Complete the bootstrap hypothesis test of \(H_0: \mu = 31\) versus \(H_A: \mu \ne 31\) at the 10% level. You’ll need to use the
t_hatvector to calculate a two-sided bootstrap p-value.
# Calculate summary statistics
x_bar <- mean(pineapples)
n <- length(pineapples)
# Create a vector to store t_hat values
t_hat <- numeric(1000)
# Bootstrap loop
for(i in 1:1000){
# 2. Draw a SRS of size n from data
x_star <- sample(pineapples, size = n, replace = T)
# 3. Calculate resampled mean and sd
x_bar_star <- mean(x_star)
s_star <- sd(x_star)
# 4. Calculate t_hat, and store it in vector
t_hat[i] <- (x_bar_star - x_bar) / (s_star/sqrt(n))
}
t_obs = 5.126
sum(t_hat > t_obs)
## [1] 0
sum(t_hat < t_obs)
## [1] 1000
(0/1000)*2
## [1] 0
- Explain why using the t, z, or bootstrap tools are all reasonable in this scenario.
Exercise 3. The p-value for a two-sided t test of the hypotheses \(H_0: \mu=15\), \(H_A: \mu \ne 15\) is 0.03.
- Does the 99% [two-sided] confidence interval for \(\mu\) using this same sample include 15? Why or why not?
- Does the 95% [two-sided] confidence interval for \(\mu\) using this same sample include 15? Why or why not?
Exercise 4. If there is strong evidence that the median weight of his pumpkins from the jumbo patch is different from 16, then a farmer feels like he will need to give specific directions to his staff on how to sort and price them. Let M be the population median. Use the sign test to test: \(H_0: M=16\) vs \(H_A: M \ne 16\) at \(\alpha=0.05\).
- Compute the observed test statistic and p-value. Draw a conclusion in the context of the problem. He sampled 9 pumpkins from his jumbo patch and found weights of: \[ 12.6, 12.9, 14.8, 14.3, 16, 19.1, 10.2, 11.4, 9.3\]
pumpkins = c(12.6, 12.9, 14.8, 14.3, 16, 19.1, 10.2, 11.4, 9.3)

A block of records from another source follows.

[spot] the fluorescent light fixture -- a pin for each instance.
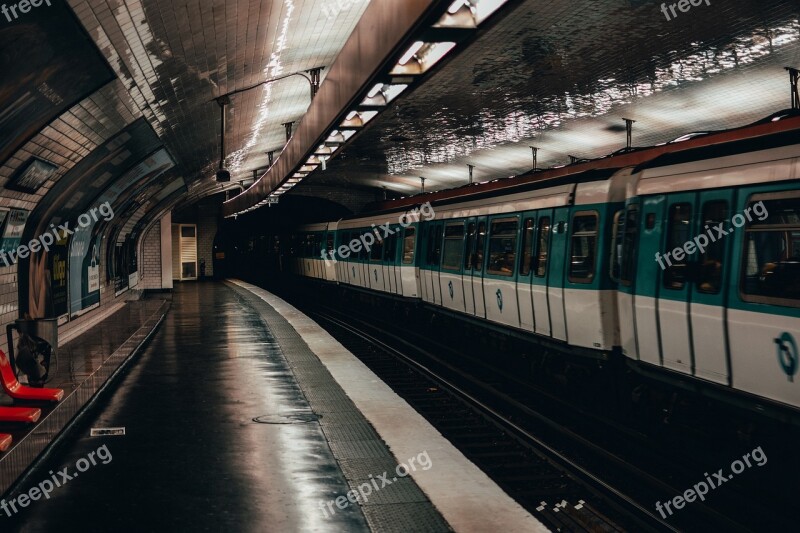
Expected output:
(359, 120)
(469, 13)
(385, 96)
(375, 90)
(423, 59)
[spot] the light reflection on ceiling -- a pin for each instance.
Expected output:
(562, 75)
(519, 126)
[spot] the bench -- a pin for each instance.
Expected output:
(19, 391)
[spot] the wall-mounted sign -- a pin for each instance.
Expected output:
(49, 63)
(31, 175)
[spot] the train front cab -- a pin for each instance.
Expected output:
(729, 315)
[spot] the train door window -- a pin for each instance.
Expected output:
(630, 243)
(330, 242)
(480, 245)
(543, 247)
(453, 247)
(470, 246)
(617, 238)
(678, 233)
(526, 262)
(771, 262)
(434, 246)
(390, 249)
(503, 247)
(409, 244)
(709, 272)
(583, 247)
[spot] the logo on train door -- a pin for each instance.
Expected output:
(787, 354)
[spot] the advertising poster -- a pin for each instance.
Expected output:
(58, 282)
(84, 263)
(55, 65)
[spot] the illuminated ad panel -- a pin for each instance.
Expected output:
(85, 245)
(48, 64)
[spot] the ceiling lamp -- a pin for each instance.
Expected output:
(421, 57)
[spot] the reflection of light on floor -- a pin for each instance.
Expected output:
(273, 69)
(743, 95)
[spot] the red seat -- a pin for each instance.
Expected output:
(19, 391)
(27, 415)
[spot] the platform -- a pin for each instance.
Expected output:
(242, 414)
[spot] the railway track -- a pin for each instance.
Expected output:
(572, 478)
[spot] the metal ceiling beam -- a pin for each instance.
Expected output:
(377, 38)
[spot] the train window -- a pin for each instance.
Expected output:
(470, 246)
(617, 238)
(630, 243)
(709, 271)
(480, 246)
(583, 247)
(526, 262)
(678, 233)
(771, 262)
(376, 254)
(503, 247)
(409, 243)
(543, 247)
(434, 246)
(390, 249)
(453, 247)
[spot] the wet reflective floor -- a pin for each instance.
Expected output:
(192, 457)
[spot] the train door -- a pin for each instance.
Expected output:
(708, 300)
(499, 283)
(375, 266)
(469, 271)
(650, 240)
(478, 266)
(764, 293)
(673, 298)
(451, 277)
(409, 277)
(524, 286)
(388, 262)
(541, 267)
(556, 276)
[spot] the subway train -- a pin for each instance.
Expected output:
(682, 259)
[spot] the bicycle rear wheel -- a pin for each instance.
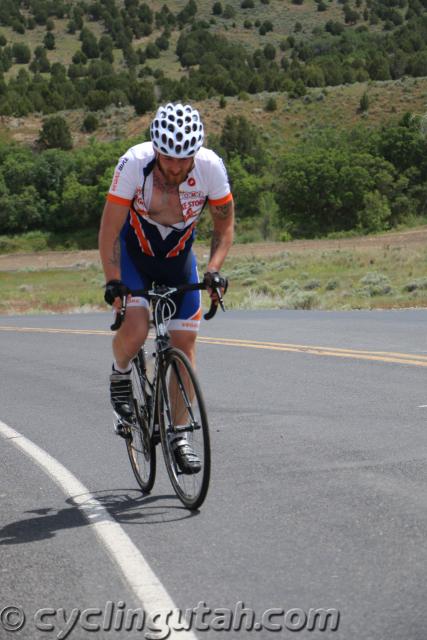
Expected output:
(182, 412)
(140, 445)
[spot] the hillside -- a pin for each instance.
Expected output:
(316, 107)
(89, 56)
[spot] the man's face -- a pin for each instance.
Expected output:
(175, 170)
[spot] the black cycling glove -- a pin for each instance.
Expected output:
(114, 289)
(215, 280)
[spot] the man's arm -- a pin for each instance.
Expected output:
(113, 219)
(222, 234)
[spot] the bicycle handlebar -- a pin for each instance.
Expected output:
(152, 293)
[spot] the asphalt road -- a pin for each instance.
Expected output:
(318, 490)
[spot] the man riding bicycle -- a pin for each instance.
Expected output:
(157, 195)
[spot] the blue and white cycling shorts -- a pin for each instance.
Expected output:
(139, 272)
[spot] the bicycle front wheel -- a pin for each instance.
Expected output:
(182, 412)
(140, 445)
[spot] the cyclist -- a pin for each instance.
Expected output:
(157, 195)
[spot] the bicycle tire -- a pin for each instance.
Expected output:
(191, 489)
(139, 443)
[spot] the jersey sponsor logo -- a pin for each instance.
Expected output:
(190, 325)
(193, 204)
(122, 164)
(115, 180)
(187, 195)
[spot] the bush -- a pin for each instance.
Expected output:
(271, 104)
(21, 52)
(55, 133)
(90, 123)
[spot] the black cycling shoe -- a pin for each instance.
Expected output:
(187, 460)
(121, 394)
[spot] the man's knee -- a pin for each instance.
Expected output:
(133, 332)
(186, 341)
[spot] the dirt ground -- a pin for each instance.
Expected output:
(75, 259)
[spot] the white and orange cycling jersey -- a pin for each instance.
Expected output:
(132, 185)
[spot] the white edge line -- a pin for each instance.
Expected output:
(135, 569)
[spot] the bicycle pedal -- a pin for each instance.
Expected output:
(122, 429)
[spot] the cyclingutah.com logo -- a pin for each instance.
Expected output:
(158, 625)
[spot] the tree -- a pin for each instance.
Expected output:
(49, 41)
(21, 53)
(55, 133)
(269, 52)
(364, 102)
(90, 123)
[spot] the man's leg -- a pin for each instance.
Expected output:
(126, 343)
(186, 341)
(131, 335)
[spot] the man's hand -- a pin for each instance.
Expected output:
(214, 280)
(114, 292)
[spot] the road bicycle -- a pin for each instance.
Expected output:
(168, 400)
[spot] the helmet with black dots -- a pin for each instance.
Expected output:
(177, 131)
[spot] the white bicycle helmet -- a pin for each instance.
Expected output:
(177, 131)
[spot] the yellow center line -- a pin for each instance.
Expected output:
(414, 359)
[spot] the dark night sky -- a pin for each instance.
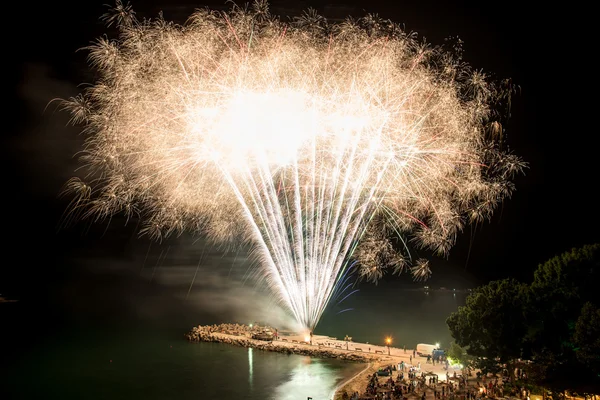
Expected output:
(553, 209)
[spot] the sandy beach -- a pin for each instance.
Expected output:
(373, 356)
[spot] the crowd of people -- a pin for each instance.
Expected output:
(410, 383)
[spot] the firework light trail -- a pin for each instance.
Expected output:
(311, 141)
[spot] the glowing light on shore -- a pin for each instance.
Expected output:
(311, 141)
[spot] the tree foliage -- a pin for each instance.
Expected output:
(554, 322)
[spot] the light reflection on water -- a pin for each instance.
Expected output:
(309, 378)
(250, 375)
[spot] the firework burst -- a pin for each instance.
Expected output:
(308, 140)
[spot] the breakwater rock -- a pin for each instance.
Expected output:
(241, 335)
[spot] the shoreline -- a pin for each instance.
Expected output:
(373, 356)
(241, 335)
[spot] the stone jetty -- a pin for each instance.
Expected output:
(242, 335)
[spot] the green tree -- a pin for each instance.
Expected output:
(564, 294)
(491, 325)
(587, 337)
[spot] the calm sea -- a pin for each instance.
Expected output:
(131, 358)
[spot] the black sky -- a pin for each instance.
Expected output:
(553, 209)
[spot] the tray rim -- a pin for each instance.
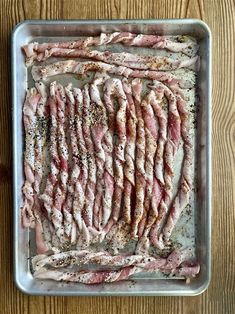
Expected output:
(82, 22)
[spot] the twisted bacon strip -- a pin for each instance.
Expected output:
(173, 264)
(140, 159)
(158, 179)
(85, 257)
(80, 68)
(80, 175)
(151, 135)
(29, 118)
(40, 139)
(69, 223)
(134, 61)
(129, 167)
(47, 196)
(61, 187)
(186, 182)
(172, 43)
(171, 148)
(114, 87)
(98, 132)
(92, 169)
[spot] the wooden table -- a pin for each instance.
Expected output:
(220, 16)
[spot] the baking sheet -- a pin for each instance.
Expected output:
(184, 234)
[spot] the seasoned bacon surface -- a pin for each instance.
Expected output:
(103, 189)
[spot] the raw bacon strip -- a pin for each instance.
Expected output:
(99, 128)
(40, 140)
(114, 87)
(151, 137)
(141, 62)
(61, 187)
(173, 43)
(47, 196)
(85, 257)
(183, 44)
(140, 159)
(182, 197)
(92, 169)
(29, 117)
(129, 167)
(81, 177)
(161, 264)
(80, 68)
(108, 175)
(158, 180)
(171, 147)
(120, 238)
(69, 223)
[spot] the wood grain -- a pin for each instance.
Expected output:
(220, 16)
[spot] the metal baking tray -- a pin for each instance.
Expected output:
(28, 31)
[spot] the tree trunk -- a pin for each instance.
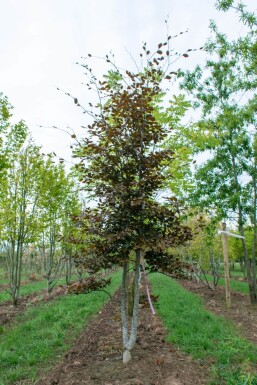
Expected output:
(128, 343)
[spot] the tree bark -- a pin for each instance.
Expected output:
(130, 342)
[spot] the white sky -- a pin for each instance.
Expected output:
(41, 40)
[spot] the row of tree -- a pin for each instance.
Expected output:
(136, 149)
(37, 201)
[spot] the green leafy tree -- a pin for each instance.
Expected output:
(224, 91)
(18, 206)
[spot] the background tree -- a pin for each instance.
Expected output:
(225, 92)
(18, 206)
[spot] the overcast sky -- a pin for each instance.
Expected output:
(41, 41)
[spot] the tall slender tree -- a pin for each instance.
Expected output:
(122, 166)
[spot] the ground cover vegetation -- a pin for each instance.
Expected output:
(152, 208)
(49, 330)
(203, 335)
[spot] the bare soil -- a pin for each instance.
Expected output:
(96, 356)
(241, 313)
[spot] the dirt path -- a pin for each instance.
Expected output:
(243, 315)
(96, 358)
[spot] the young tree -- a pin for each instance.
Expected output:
(224, 90)
(20, 194)
(122, 165)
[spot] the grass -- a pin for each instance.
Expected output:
(236, 285)
(43, 333)
(29, 288)
(203, 335)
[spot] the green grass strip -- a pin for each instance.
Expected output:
(45, 332)
(29, 288)
(203, 335)
(241, 287)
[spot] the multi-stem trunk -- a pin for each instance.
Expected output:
(129, 337)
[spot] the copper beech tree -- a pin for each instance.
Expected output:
(122, 165)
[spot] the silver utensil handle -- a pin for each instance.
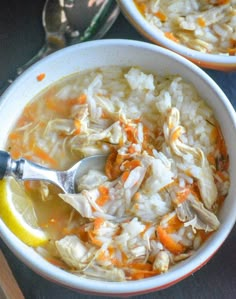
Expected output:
(23, 169)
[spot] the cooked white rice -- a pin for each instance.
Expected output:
(164, 180)
(205, 26)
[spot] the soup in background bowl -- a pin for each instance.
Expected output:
(201, 31)
(163, 204)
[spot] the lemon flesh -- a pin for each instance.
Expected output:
(17, 211)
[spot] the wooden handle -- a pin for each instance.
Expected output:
(7, 281)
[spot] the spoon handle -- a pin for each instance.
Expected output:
(23, 169)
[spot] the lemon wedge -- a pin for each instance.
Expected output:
(17, 211)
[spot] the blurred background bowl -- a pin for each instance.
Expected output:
(204, 60)
(153, 59)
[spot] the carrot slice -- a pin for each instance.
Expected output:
(104, 195)
(168, 242)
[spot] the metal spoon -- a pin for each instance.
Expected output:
(23, 169)
(68, 22)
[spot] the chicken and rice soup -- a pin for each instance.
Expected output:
(207, 26)
(165, 178)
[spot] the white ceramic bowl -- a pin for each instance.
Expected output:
(124, 53)
(205, 60)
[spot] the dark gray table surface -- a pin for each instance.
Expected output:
(21, 35)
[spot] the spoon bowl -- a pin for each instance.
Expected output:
(68, 22)
(67, 180)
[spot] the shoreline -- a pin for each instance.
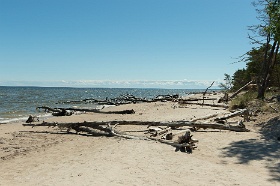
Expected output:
(49, 156)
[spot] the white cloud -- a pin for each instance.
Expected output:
(180, 84)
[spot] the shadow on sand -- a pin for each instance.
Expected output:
(266, 149)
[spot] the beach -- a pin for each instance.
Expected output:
(51, 156)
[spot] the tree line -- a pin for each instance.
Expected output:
(262, 62)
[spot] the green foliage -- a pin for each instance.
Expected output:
(243, 100)
(228, 83)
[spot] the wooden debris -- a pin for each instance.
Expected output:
(63, 111)
(239, 90)
(32, 119)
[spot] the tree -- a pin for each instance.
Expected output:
(228, 83)
(270, 30)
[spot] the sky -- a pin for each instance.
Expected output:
(122, 43)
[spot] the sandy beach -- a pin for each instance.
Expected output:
(49, 156)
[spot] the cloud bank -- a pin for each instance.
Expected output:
(173, 84)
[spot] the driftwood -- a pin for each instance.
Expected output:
(122, 99)
(219, 126)
(205, 104)
(239, 90)
(59, 110)
(244, 112)
(94, 128)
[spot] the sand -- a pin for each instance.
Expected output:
(47, 156)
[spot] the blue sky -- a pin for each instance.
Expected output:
(122, 43)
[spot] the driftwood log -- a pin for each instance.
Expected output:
(239, 90)
(106, 129)
(93, 124)
(59, 110)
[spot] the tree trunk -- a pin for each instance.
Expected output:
(268, 65)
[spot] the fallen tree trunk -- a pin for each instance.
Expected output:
(236, 128)
(205, 104)
(109, 131)
(236, 113)
(87, 110)
(239, 90)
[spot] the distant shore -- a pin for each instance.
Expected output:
(49, 156)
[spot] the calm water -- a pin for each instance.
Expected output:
(16, 103)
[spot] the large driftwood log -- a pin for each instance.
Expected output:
(205, 104)
(108, 130)
(58, 110)
(173, 124)
(245, 112)
(239, 90)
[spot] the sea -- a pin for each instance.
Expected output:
(17, 103)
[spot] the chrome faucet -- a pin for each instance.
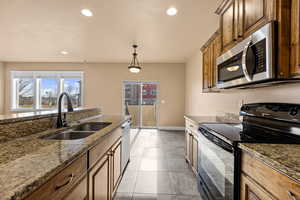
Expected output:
(63, 122)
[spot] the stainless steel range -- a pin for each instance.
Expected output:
(219, 156)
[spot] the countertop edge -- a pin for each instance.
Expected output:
(33, 186)
(270, 162)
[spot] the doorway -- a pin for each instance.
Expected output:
(140, 101)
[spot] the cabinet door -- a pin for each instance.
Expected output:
(79, 192)
(228, 26)
(295, 38)
(116, 165)
(256, 13)
(99, 180)
(195, 154)
(187, 145)
(252, 191)
(206, 69)
(216, 52)
(191, 148)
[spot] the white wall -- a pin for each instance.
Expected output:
(103, 85)
(198, 103)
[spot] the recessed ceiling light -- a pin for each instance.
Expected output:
(64, 52)
(172, 11)
(87, 12)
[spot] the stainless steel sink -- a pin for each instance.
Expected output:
(92, 126)
(78, 132)
(69, 135)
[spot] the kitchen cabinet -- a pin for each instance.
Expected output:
(210, 51)
(61, 184)
(106, 174)
(295, 38)
(259, 181)
(79, 192)
(227, 25)
(192, 145)
(240, 18)
(116, 164)
(99, 180)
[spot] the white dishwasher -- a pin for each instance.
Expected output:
(125, 144)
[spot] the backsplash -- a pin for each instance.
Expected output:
(24, 126)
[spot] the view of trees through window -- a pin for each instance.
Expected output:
(49, 94)
(73, 87)
(42, 92)
(25, 95)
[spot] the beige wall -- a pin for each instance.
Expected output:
(2, 88)
(198, 103)
(103, 85)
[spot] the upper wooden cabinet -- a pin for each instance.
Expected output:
(210, 50)
(240, 18)
(295, 38)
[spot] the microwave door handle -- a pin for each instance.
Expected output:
(244, 62)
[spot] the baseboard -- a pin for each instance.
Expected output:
(171, 128)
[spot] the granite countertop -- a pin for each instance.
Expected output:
(226, 118)
(28, 162)
(284, 158)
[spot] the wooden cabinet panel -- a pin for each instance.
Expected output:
(187, 145)
(116, 158)
(99, 180)
(79, 192)
(279, 185)
(63, 182)
(210, 51)
(195, 154)
(206, 69)
(228, 26)
(251, 191)
(295, 38)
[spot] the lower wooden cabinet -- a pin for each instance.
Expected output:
(99, 180)
(116, 165)
(79, 192)
(105, 176)
(192, 149)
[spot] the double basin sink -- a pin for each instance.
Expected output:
(78, 132)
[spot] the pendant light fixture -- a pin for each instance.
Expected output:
(134, 66)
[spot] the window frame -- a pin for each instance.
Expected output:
(37, 76)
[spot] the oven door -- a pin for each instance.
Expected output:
(215, 167)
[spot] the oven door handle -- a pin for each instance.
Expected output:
(244, 61)
(216, 141)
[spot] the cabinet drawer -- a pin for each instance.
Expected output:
(191, 125)
(60, 184)
(279, 185)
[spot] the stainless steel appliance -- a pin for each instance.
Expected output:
(219, 155)
(250, 61)
(125, 144)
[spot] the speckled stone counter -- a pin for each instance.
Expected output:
(28, 162)
(226, 118)
(285, 158)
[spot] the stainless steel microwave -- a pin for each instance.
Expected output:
(250, 61)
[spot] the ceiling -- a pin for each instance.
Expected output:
(38, 30)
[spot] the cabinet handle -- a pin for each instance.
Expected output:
(292, 195)
(71, 176)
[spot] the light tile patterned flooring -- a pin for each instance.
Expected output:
(157, 169)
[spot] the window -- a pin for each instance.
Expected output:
(39, 90)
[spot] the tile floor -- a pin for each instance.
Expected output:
(157, 169)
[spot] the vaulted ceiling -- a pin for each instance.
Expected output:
(38, 30)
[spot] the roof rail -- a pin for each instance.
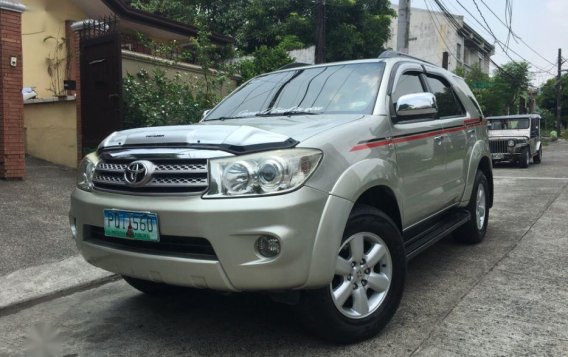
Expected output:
(393, 54)
(294, 65)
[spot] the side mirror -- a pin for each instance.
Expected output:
(416, 105)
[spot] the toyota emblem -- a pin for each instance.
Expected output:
(138, 173)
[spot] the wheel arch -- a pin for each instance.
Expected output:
(382, 198)
(486, 168)
(479, 159)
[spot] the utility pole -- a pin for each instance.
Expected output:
(558, 92)
(320, 31)
(403, 27)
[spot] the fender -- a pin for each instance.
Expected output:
(479, 150)
(357, 179)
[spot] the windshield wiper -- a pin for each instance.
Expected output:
(223, 118)
(285, 113)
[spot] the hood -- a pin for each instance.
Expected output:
(235, 135)
(509, 133)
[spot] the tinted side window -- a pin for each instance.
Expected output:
(408, 83)
(448, 104)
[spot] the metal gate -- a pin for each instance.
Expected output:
(101, 81)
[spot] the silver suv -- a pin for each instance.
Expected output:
(314, 184)
(515, 138)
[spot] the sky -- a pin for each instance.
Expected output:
(541, 24)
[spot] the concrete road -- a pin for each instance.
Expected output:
(34, 221)
(504, 297)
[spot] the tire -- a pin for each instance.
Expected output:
(367, 287)
(525, 158)
(154, 289)
(474, 230)
(538, 157)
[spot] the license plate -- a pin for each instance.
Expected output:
(131, 225)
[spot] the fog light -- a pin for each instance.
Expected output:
(73, 225)
(268, 246)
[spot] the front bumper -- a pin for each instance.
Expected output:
(306, 221)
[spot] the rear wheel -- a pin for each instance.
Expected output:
(367, 287)
(474, 230)
(525, 158)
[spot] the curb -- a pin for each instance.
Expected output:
(30, 286)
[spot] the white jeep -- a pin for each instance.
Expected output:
(515, 138)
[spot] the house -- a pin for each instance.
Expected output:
(434, 38)
(43, 40)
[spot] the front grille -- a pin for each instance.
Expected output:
(169, 176)
(174, 246)
(499, 146)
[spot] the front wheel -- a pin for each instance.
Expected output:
(474, 230)
(366, 289)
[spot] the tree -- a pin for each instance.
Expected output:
(547, 100)
(511, 85)
(481, 85)
(355, 29)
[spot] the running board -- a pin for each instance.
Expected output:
(434, 232)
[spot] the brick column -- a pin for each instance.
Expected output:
(12, 147)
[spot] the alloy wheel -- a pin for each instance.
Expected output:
(363, 275)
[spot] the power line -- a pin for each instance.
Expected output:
(495, 37)
(515, 36)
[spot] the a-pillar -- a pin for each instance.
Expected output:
(12, 135)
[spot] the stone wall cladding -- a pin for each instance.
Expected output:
(12, 144)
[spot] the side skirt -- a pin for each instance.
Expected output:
(426, 234)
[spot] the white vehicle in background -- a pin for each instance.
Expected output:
(515, 138)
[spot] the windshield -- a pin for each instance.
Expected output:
(509, 124)
(342, 88)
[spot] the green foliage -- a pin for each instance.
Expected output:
(152, 99)
(547, 99)
(354, 29)
(511, 83)
(501, 94)
(264, 60)
(549, 118)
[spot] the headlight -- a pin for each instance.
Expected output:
(86, 171)
(261, 174)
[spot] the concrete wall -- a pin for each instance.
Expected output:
(133, 62)
(51, 130)
(431, 34)
(43, 18)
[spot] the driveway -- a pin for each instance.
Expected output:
(34, 225)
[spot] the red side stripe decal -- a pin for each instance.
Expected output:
(468, 123)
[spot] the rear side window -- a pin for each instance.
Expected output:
(408, 83)
(465, 89)
(448, 104)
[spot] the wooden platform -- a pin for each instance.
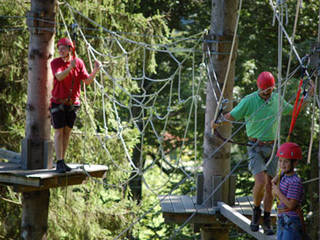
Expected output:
(41, 179)
(177, 209)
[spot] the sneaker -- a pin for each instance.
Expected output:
(267, 228)
(254, 226)
(62, 167)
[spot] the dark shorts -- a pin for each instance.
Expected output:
(259, 156)
(63, 115)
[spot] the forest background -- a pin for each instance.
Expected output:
(104, 210)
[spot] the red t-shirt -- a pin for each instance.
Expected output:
(62, 89)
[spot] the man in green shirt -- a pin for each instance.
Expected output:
(260, 111)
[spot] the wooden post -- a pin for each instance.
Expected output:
(36, 146)
(223, 21)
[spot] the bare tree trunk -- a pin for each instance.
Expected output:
(36, 146)
(223, 20)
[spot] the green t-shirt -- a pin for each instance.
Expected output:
(261, 117)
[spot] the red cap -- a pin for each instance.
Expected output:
(290, 150)
(66, 42)
(265, 80)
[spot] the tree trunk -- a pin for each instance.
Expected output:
(36, 145)
(223, 21)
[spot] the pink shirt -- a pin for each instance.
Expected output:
(69, 87)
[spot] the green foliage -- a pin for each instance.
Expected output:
(103, 210)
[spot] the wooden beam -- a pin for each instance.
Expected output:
(242, 222)
(9, 155)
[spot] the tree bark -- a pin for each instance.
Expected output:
(223, 20)
(41, 23)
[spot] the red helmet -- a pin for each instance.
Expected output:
(265, 80)
(290, 150)
(66, 42)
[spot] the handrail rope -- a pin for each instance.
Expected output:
(117, 117)
(148, 46)
(312, 121)
(287, 36)
(280, 99)
(298, 6)
(296, 110)
(314, 102)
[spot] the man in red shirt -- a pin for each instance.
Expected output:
(68, 72)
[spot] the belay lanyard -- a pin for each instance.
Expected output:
(296, 108)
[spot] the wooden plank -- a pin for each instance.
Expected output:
(9, 155)
(47, 178)
(244, 205)
(62, 181)
(165, 204)
(188, 204)
(182, 217)
(177, 204)
(10, 179)
(199, 208)
(242, 222)
(9, 166)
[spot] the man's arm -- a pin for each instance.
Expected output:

hist(pumpkins, xlab = "weight")
sum(dbinom(0:1, size=8, prob=0.50))
## [1] 0.03515625
sum(dbinom(1:8, size=8, prob=0.50))
## [1] 0.9960938
0.03515625*2
## [1] 0.0703125
- Discuss how the statistical decision made in (a) compares to your impression about the amount of evidence against the null that the sample contained.
- Explain how, if at all, your observed test statistic and p value for the sign test of your hypotheses would change if the 19.1 lb pumpkin had actually been 35 lbs.